Taiwan’s defense ministry said it detected 32 Chinese military aircraft in the Taiwan Strait starting shortly before 9am on Wednesday (7.42 p.m. Tuesday ET). It added that 22 of those aircraft flew near the north and southwest of the island and carried out a “joint combat readiness patrol” with Chinese warships, according to the statement.

“During this period, (China) blatantly violated international norms by unilaterally designating a drill zone approximately 40 nautical miles off the coast of Kaohsiung and Pingtung without prior warning, claiming it would conduct ‘live-fire training,’” the ministry said.

There was no immediate comment from Beijing on the Taiwan statement. China’s Foreign Ministry did not comment on it when asked at a regular news conference Wednesday, saying it’s “not a diplomatic issue.”
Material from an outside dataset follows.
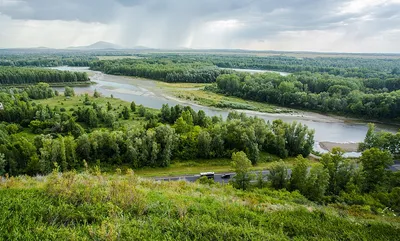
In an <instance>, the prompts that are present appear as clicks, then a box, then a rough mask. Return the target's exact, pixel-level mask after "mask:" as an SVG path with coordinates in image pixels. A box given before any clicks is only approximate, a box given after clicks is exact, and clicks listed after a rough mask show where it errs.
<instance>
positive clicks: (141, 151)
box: [0, 83, 400, 240]
mask: <svg viewBox="0 0 400 241" xmlns="http://www.w3.org/2000/svg"><path fill="white" fill-rule="evenodd" d="M0 102H1V103H2V104H3V107H4V109H3V110H0V177H1V176H3V177H1V179H0V202H1V203H2V204H3V205H0V239H6V240H7V239H18V238H22V239H26V238H32V239H37V238H39V239H51V238H55V237H57V238H58V239H60V240H62V239H64V238H65V237H76V238H78V237H79V238H82V237H86V238H88V239H102V238H103V237H105V236H106V237H107V238H108V239H109V240H118V239H130V238H132V237H135V238H137V239H146V238H149V239H162V237H163V238H165V237H169V238H171V239H183V238H184V237H186V238H187V237H191V239H193V240H202V239H204V238H207V239H214V238H217V237H226V238H227V239H228V240H254V239H260V240H264V239H265V238H271V237H272V238H277V239H280V240H290V239H292V238H291V237H302V238H304V239H312V238H316V237H317V238H318V239H319V238H324V239H326V240H337V239H339V240H340V239H344V238H349V237H352V238H360V237H362V238H364V239H366V240H396V238H397V234H398V230H399V227H398V226H396V225H397V222H398V221H397V217H396V216H397V215H399V214H400V202H399V200H400V172H391V171H389V170H388V169H387V167H388V166H390V165H392V164H393V157H392V153H393V154H396V152H398V146H392V144H393V141H394V142H396V140H397V139H396V137H392V136H391V135H392V134H387V133H384V132H378V133H376V132H375V131H374V129H373V128H374V127H373V126H371V127H370V131H369V132H368V134H367V136H366V138H365V141H364V143H362V144H361V145H360V149H362V151H363V153H362V156H361V157H360V159H359V160H354V159H347V158H345V157H344V156H343V151H341V150H340V149H334V150H333V151H332V153H328V154H324V155H322V157H321V160H320V162H319V163H315V162H311V161H310V160H308V159H306V158H304V157H306V156H308V155H309V154H310V152H311V151H312V147H313V144H314V132H313V130H310V129H309V128H308V127H307V126H305V125H302V124H299V123H295V122H294V123H284V122H282V121H281V120H276V121H273V122H272V123H271V122H265V121H264V120H262V119H258V118H254V117H247V116H246V115H244V114H239V113H237V112H232V113H230V114H229V116H228V117H227V119H226V120H223V119H222V118H221V117H215V116H214V117H209V116H206V115H205V113H204V112H203V111H201V110H200V111H198V112H196V111H194V110H193V109H191V108H190V107H183V106H180V105H177V106H168V105H164V106H163V107H162V108H161V109H160V110H154V109H149V108H145V107H144V106H142V105H136V104H135V103H134V102H131V103H127V102H123V101H120V100H117V99H114V98H112V97H104V96H101V94H100V93H98V92H97V91H95V92H94V93H93V94H92V95H90V96H89V95H88V94H84V95H80V96H76V95H75V92H74V89H73V88H71V87H66V88H65V90H64V93H59V92H57V91H54V90H53V89H52V88H50V86H49V84H47V83H38V84H36V85H30V86H25V87H23V88H18V89H17V88H4V87H3V88H2V89H1V90H0ZM50 104H51V105H50ZM50 106H51V107H50ZM397 135H398V134H396V136H397ZM386 141H388V142H390V144H387V143H386V144H383V143H385V142H386ZM397 144H398V143H397ZM263 153H270V154H272V155H274V156H277V158H281V159H282V160H281V161H279V162H276V163H275V164H274V165H273V166H272V167H271V169H270V170H269V173H268V174H266V175H263V174H262V173H258V172H253V171H251V168H252V167H253V166H257V165H258V164H259V162H260V156H261V155H262V154H263ZM221 157H222V158H229V159H231V166H232V171H234V172H235V173H236V175H235V176H234V178H233V179H232V180H231V182H230V183H231V185H222V184H217V183H214V181H213V180H209V179H207V178H201V179H199V180H198V181H197V183H187V182H184V181H182V182H159V181H158V182H156V181H153V180H151V179H148V178H147V179H143V178H140V177H138V175H136V174H135V172H136V171H138V170H140V169H142V168H160V167H161V168H165V167H168V166H169V165H171V164H172V163H176V162H180V163H183V164H184V163H185V162H186V161H188V164H189V165H195V164H193V161H192V160H197V162H199V163H201V162H206V161H207V160H211V159H216V158H221ZM287 157H291V159H292V160H294V164H293V165H290V166H289V165H288V163H287V162H286V160H287V159H286V158H287ZM262 161H263V162H264V161H266V160H262ZM267 161H268V160H267ZM105 166H108V167H110V166H111V167H112V168H114V169H115V172H113V173H110V174H107V173H103V172H102V169H101V167H105ZM122 170H124V173H122ZM42 175H46V176H45V177H43V176H42ZM30 176H32V177H30ZM227 200H233V201H227ZM235 200H236V201H235ZM227 210H228V211H227ZM266 212H268V215H266ZM17 216H18V217H20V218H16V217H17ZM195 220H196V221H195ZM355 220H356V221H355ZM338 228H340V229H341V232H337V229H338ZM27 229H30V231H29V232H28V231H27ZM279 229H281V230H282V231H281V232H279V233H276V230H279ZM6 230H8V231H7V232H6ZM31 230H33V231H31ZM166 230H167V232H166ZM274 233H276V234H274ZM271 235H272V236H271Z"/></svg>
China’s ruling Communist Party claims Taiwan as its territory, despite having never controlled it, and has vowed to take the self-governing democracy by force if necessary. Under Chinese leader Xi Jinping, Beijing has significantly ramped up military, diplomatic and economic pressure on Taiwan.

Kaohsiung, a strategic commercial hub for Taiwan, is home to the island’s largest and busiest port.

Taiwan’s defense ministry said China declared the drill zone within international shipping lanes via temporary radio broadcasts, posing “a severe threat to the safety of international aviation and maritime navigation.”

“This is a blatant provocation against regional security and stability,” the ministry added.